How can LLMs build smart-space agents?
USERCENTRIX: AN AGENTIC MEMORY-AUGMENTED AI FRAMEWORK FOR SMART SPACES
May 2, 2025
https://arxiv.org/pdf/2505.00472This paper introduces UserCentrix, a framework for creating AI agents that manage smart spaces (like smart homes or offices). It uses a hybrid approach, combining centralized and distributed control to balance responsiveness and thoroughness.
Key points for LLM-based multi-agent systems:
- Personalized LLM Agents: UserCentrix utilizes personalized LLM agents on the user-side that learn preferences and use memory to automate tasks.
- Memory-Augmented Meta-Reasoning: Building-side agents use memory and "thinking about thinking" to optimize decisions and resource allocation.
- Hybrid Hierarchical Control: Combines fast, less precise responses for urgent tasks with slower, more detailed responses for less urgent tasks.
- Value of Information (VoI): Uses VoI to guide decision-making, prioritizing what is most relevant to the user.

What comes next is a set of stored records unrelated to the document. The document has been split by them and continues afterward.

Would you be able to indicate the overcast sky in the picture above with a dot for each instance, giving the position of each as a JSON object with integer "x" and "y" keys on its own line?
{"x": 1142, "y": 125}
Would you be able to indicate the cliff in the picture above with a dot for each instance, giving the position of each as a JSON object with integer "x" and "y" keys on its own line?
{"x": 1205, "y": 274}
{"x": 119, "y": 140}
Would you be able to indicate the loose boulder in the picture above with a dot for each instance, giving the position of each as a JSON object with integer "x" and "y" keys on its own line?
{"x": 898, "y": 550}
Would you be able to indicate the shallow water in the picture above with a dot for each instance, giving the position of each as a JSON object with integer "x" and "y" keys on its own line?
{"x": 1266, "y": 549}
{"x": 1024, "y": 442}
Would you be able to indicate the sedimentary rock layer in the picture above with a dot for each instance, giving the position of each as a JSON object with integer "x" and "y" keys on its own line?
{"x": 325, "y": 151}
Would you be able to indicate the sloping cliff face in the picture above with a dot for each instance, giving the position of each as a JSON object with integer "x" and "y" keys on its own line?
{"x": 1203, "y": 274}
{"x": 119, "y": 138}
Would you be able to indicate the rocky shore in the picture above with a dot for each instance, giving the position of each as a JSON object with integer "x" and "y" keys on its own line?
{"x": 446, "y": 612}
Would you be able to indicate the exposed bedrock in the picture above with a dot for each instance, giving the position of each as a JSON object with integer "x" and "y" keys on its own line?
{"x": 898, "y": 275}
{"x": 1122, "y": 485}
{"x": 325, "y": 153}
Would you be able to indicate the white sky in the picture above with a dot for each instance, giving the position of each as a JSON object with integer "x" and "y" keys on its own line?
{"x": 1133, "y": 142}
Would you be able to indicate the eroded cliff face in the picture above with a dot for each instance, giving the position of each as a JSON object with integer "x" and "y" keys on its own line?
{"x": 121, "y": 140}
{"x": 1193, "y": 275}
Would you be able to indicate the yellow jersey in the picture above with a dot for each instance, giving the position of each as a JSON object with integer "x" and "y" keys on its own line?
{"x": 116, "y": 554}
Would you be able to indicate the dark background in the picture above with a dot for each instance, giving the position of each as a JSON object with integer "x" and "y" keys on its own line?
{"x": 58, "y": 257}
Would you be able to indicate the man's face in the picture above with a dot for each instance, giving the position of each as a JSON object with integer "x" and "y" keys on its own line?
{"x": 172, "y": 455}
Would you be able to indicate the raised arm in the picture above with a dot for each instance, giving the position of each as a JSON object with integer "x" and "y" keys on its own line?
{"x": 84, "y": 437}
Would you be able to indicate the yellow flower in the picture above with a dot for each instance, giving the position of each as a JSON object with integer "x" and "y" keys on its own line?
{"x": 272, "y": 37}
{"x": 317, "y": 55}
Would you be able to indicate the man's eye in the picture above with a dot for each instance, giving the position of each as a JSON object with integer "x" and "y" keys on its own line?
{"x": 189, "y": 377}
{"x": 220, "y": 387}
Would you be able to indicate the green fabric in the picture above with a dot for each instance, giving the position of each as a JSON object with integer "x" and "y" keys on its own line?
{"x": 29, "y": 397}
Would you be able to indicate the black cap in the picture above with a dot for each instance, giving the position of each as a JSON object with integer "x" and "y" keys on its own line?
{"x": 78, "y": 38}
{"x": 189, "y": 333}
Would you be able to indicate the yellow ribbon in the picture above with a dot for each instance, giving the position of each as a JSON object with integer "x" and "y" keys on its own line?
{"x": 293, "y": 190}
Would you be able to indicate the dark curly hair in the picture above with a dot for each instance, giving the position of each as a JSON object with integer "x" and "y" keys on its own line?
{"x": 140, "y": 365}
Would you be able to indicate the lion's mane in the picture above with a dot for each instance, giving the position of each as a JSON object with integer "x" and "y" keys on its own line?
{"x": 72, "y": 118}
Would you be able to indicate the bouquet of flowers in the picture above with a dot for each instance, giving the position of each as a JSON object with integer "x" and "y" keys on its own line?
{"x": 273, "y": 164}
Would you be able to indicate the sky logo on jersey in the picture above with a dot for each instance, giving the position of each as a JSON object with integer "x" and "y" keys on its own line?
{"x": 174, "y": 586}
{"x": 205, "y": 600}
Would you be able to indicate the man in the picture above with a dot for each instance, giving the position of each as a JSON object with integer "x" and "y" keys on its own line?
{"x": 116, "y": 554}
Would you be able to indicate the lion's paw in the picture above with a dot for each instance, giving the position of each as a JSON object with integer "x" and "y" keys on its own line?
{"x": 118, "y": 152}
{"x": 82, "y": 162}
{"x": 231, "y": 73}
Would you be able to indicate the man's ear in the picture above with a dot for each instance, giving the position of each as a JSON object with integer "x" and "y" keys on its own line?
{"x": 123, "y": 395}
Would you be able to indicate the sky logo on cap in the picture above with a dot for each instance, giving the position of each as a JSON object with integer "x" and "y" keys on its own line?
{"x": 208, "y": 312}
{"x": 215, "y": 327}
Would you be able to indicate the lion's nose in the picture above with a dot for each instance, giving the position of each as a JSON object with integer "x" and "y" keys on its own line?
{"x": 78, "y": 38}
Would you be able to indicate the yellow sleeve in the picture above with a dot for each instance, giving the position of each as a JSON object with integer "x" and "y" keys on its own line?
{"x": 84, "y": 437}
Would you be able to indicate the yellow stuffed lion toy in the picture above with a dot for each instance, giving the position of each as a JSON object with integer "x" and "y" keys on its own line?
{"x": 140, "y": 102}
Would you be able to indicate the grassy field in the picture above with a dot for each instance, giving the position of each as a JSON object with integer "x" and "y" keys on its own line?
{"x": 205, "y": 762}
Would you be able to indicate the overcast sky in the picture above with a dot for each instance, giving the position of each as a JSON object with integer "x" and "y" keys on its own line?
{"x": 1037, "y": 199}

- Cooperative Reasoning Networks: Low-level agents negotiate to avoid conflicts, ensuring diverse user requirements are met.
- Dynamic Task Management: Agents create time slices for tasks based on urgency and VoI, optimizing workflows and communication.
- Proactive Scaling: The system dynamically scales computational resources according to the demands of the task.
- Environment Agent: An environment agent tracks ongoing tasks and ensures the smart space's state aligns with user preferences.